Part 3 - Distributed computations and Big Data with F# cloud monads

Functional approach to distributed computations and Big Data with F# MBrace cloud monads. Part 3.

This is the series of blog posts about the functional approach to cloud computations and big data using F# and MBrace framework.

Motivation

MBrace is fully open source framework written in F# and offers very clear and easy programming model. It aims to create all the necessary conditions to make distributed cloud scale computations and data as simple as possible. At the same time it is totally straightforward to setup MBrace clusters. In this series you will get the concept of "cloud monads" or cloud computation expressions, find out how to create a cluster and configure the environment, explore the features and opportunities we have with new F# functional cloud programming model and view the code of MBrace examples.

Background

Here, in the Part III of the series you will have a look at the features of MBrace framework. If you want to know more about the concepts and the approach behind MBrace - it may be interesting to have a look at Part I. If you want to learn more about the infrastructural options of creating the cluster for MBrace - it may be interesting to have a look at Part II.

MBrace features

Cloud combinators
CloudCells and CloudVectors
CloudAtoms
CloudFiles
CloudFlows
CloudChannels
Cloud disposable resources
Exception handling
And many more!

Cloud Combinators

As you already seen in Part I, we may use cloud combinators in our code. Cloud.Parallel takes a sequence of cloud computations and executes them in parallel, then it returns an array of gathered results or throws an exception. But there are other interesting combinators.

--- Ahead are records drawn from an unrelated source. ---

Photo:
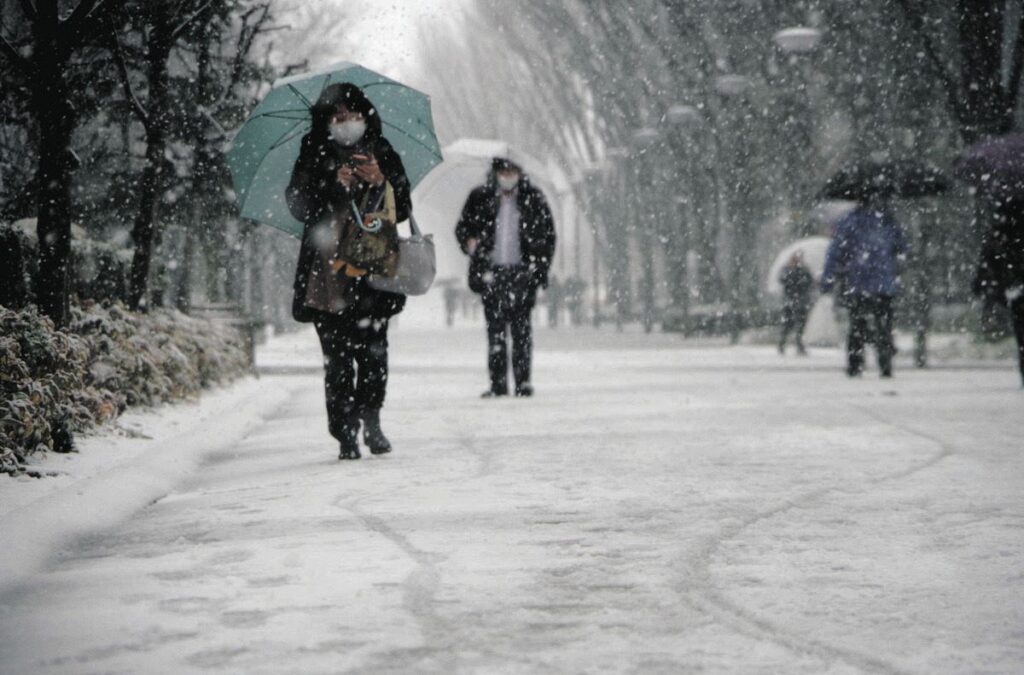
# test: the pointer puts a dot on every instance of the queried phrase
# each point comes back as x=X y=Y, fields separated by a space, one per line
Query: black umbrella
x=995 y=165
x=885 y=178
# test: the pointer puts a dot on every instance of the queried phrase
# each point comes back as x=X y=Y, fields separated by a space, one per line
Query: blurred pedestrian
x=343 y=159
x=797 y=283
x=451 y=300
x=862 y=266
x=999 y=279
x=507 y=230
x=574 y=288
x=553 y=295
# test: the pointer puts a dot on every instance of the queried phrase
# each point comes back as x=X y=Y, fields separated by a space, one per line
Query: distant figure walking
x=1000 y=270
x=344 y=158
x=862 y=266
x=797 y=283
x=507 y=230
x=554 y=295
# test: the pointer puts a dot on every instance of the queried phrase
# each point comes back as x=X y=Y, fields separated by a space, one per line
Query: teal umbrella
x=265 y=148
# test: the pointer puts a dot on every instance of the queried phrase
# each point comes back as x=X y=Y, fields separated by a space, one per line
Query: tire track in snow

Take for example Cloud.Choice, it also performs cloud computations in parallel, but it will return only when any of these computations returned a successful value, or if all of them failed to succeed. So we pass there computations returning Option type - either Some or None.

We can also wrap our asynchronous function into a cloud workflow using Cloud.OfAsync. This combinator is useful if we already have existing async functions and want to use them in cloud worklows.

There are other combinators, like Cloud.Raise and Cloud.Catch for raising and catching exceptions from the cloud workflow, Cloud.Dispose for disposing cloud resources, and Cloud.Ignore to discard the results of the cloud computation. You can find other combinators in the API or just check out the code on github.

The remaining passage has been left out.